Can food act as medicine?
Wednesday, May 15, 2019
Q: Can you address whether curcumin is effective in relief for inflammation? I have joint pain and interested in finding relief from exercise soreness. I am looking for something other than NSAIDS? AG, Greenville
A: Thanks for your question. You certainly aren’t alone, many people are looking for effective alternatives to taking nonsteroidal anti-inflammatory drugs or NSAIDs to treat their inflammation, mild-to-moderate pain, and fever. Some don’t like the side effects which can include indigestion and other gut complaints, headaches, dizziness and drowsiness. Others have a medical condition that their doctor has warned them not to take either high doses or take them for a long time.
We often say that food can be your medicine, so it’s natural to see if food or dietary supplements can help. As you might expect there is no simple answer to your question. Western medicine studies of the use of curcumin have mixed results. The Rhizome or the horizontal stem of the turmeric plant has been used as a spice as well as in traditional medicine for a variety of disease in the middle East and Asia. I think of it, too, as a natural food coloring -- yellow. If you have eaten curry, you had at least a little bit of curcumin in it.
The good news is that in clinical studies there have been no serious safety concerns from using the spice or the dietary supplements containing curcumin. Once you have checked with your doctor or registered dietitian to make sure there are no interactions with your medicines, you can feel pretty good about experimenting to see if you find a benefit.
There could be a concern for individuals who are taking blood thinners, blood pressure and diabetes medicines. If you are prone to having calcium oxalate kidney stones, they be aware that curcumin has oxalate in it.
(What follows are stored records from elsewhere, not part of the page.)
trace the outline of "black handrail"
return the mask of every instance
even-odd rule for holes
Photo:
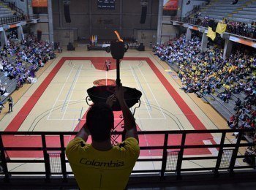
[[[23,20],[31,20],[33,19],[39,19],[39,15],[20,15],[12,17],[0,18],[0,25],[18,23]]]
[[[159,138],[162,138],[162,144],[157,145],[157,146],[140,146],[140,150],[159,150],[162,151],[162,157],[160,158],[143,158],[140,157],[138,160],[138,162],[162,162],[162,167],[160,169],[155,169],[155,170],[134,170],[132,171],[132,173],[143,173],[147,174],[149,172],[154,172],[159,175],[159,177],[161,178],[162,180],[165,180],[165,176],[166,175],[167,172],[175,172],[176,173],[177,178],[180,178],[182,175],[182,174],[184,172],[198,172],[198,171],[208,171],[211,170],[213,171],[213,174],[215,174],[215,176],[219,175],[219,170],[224,170],[227,171],[230,174],[232,174],[235,170],[236,172],[238,172],[241,169],[248,169],[250,168],[253,172],[256,172],[255,167],[255,166],[249,166],[249,165],[244,165],[244,166],[236,166],[235,162],[236,160],[238,158],[245,158],[246,156],[241,155],[238,153],[238,148],[241,147],[246,147],[251,145],[250,143],[241,143],[241,139],[244,133],[246,132],[251,132],[253,130],[252,129],[224,129],[224,130],[185,130],[185,131],[156,131],[156,132],[138,132],[139,137],[141,137],[141,135],[156,135],[156,134],[162,134]],[[225,139],[227,138],[226,134],[228,133],[233,133],[233,132],[238,132],[238,137],[236,142],[234,142],[234,144],[231,144],[231,142],[225,142]],[[0,158],[1,159],[1,167],[3,168],[2,174],[4,175],[4,179],[6,180],[8,180],[11,176],[11,175],[14,174],[20,174],[20,175],[37,175],[37,174],[42,174],[45,175],[45,178],[48,180],[50,180],[50,175],[53,174],[60,174],[62,175],[62,178],[66,180],[67,178],[68,174],[72,174],[72,172],[67,172],[66,169],[66,163],[68,163],[68,161],[65,158],[64,155],[64,151],[65,151],[65,145],[64,145],[64,137],[65,136],[70,136],[72,135],[75,137],[75,135],[77,134],[77,132],[0,132],[0,151],[1,155]],[[212,145],[187,145],[186,143],[186,140],[187,139],[187,137],[189,137],[191,134],[219,134],[222,136],[222,140],[219,143],[217,142],[216,144]],[[115,132],[112,133],[112,135],[124,135],[124,133],[122,132]],[[172,145],[172,137],[173,137],[173,134],[180,134],[181,135],[181,140],[179,142],[178,145]],[[41,140],[42,140],[42,145],[39,146],[35,147],[17,147],[17,146],[9,146],[7,147],[4,143],[4,140],[3,140],[3,138],[6,136],[10,135],[15,135],[15,137],[19,135],[28,135],[29,137],[33,136],[39,136]],[[56,147],[49,147],[49,145],[46,143],[46,138],[49,137],[50,136],[54,136],[55,137],[57,136],[58,139],[57,140],[59,140],[60,144],[59,145],[56,145]],[[177,142],[175,142],[177,143]],[[208,156],[190,156],[190,155],[186,155],[184,156],[184,151],[187,149],[192,149],[192,148],[217,148],[217,150],[219,150],[219,153],[217,156],[214,155],[208,155]],[[226,167],[225,168],[220,167],[220,163],[222,162],[222,158],[223,156],[223,152],[225,150],[225,148],[233,148],[233,153],[230,155],[230,164],[228,167]],[[170,151],[178,151],[178,158],[176,160],[176,166],[175,168],[172,169],[167,169],[167,164],[168,164],[167,162],[167,157],[168,157],[168,152]],[[31,159],[12,159],[12,158],[7,159],[7,155],[8,151],[40,151],[41,153],[43,153],[43,159],[42,160],[31,160]],[[49,159],[49,154],[48,151],[58,151],[60,153],[60,162],[61,162],[61,172],[52,172],[51,168],[50,168],[50,163]],[[208,166],[203,166],[202,167],[201,166],[197,167],[192,167],[192,168],[184,168],[182,167],[182,161],[184,160],[216,160],[216,166],[215,167],[208,167]],[[7,163],[44,163],[45,164],[45,171],[34,171],[34,172],[27,172],[27,171],[20,171],[20,172],[16,172],[16,171],[12,171],[8,170],[8,165]]]
[[[21,14],[24,14],[24,11],[19,7],[16,7],[15,3],[14,2],[8,2],[8,7],[12,10],[15,10],[15,12]]]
If you are interested in using the spice, be aware that the available products often have a fair number of insect parts in them. They aren’t harmful, just undesirable or as the kids would say -- nasty.
If you are generally healthy and not taking medicines, consuming 8-12 grams per day of curcumin appears to be well tolerated. The side effects participants in studies experienced include headache, nausea, diarrhea and yellow stools.
Part of the reason for mixed results is that curcumin typically has had low bioavailability so it’s not easy to tell how much is absorbed in the body. That limits the practicality of using it for relief of inflammation.
I couldn’t find a study that showed curcumin from food or from dietary supplements superior to NSAIDs. Although the fact sheet found at the National Institutes of Health Center for Complementary and Integrative Health states that preliminary studies found that curcumin might help control knee pain from osteoarthritis just as well as ibuprofen (https://nccih.nih.gov/health/turmeric/ataglance.htm).
The health benefits from using curcumin in food are likely to be modest because Americans don’t eat it daily and not in large enough amounts. In recent years there has been some improvement of the bioavailability through the development of new analogs. If you want to try this approach, buy a product that has a black pepper extract with the ingredient piperine.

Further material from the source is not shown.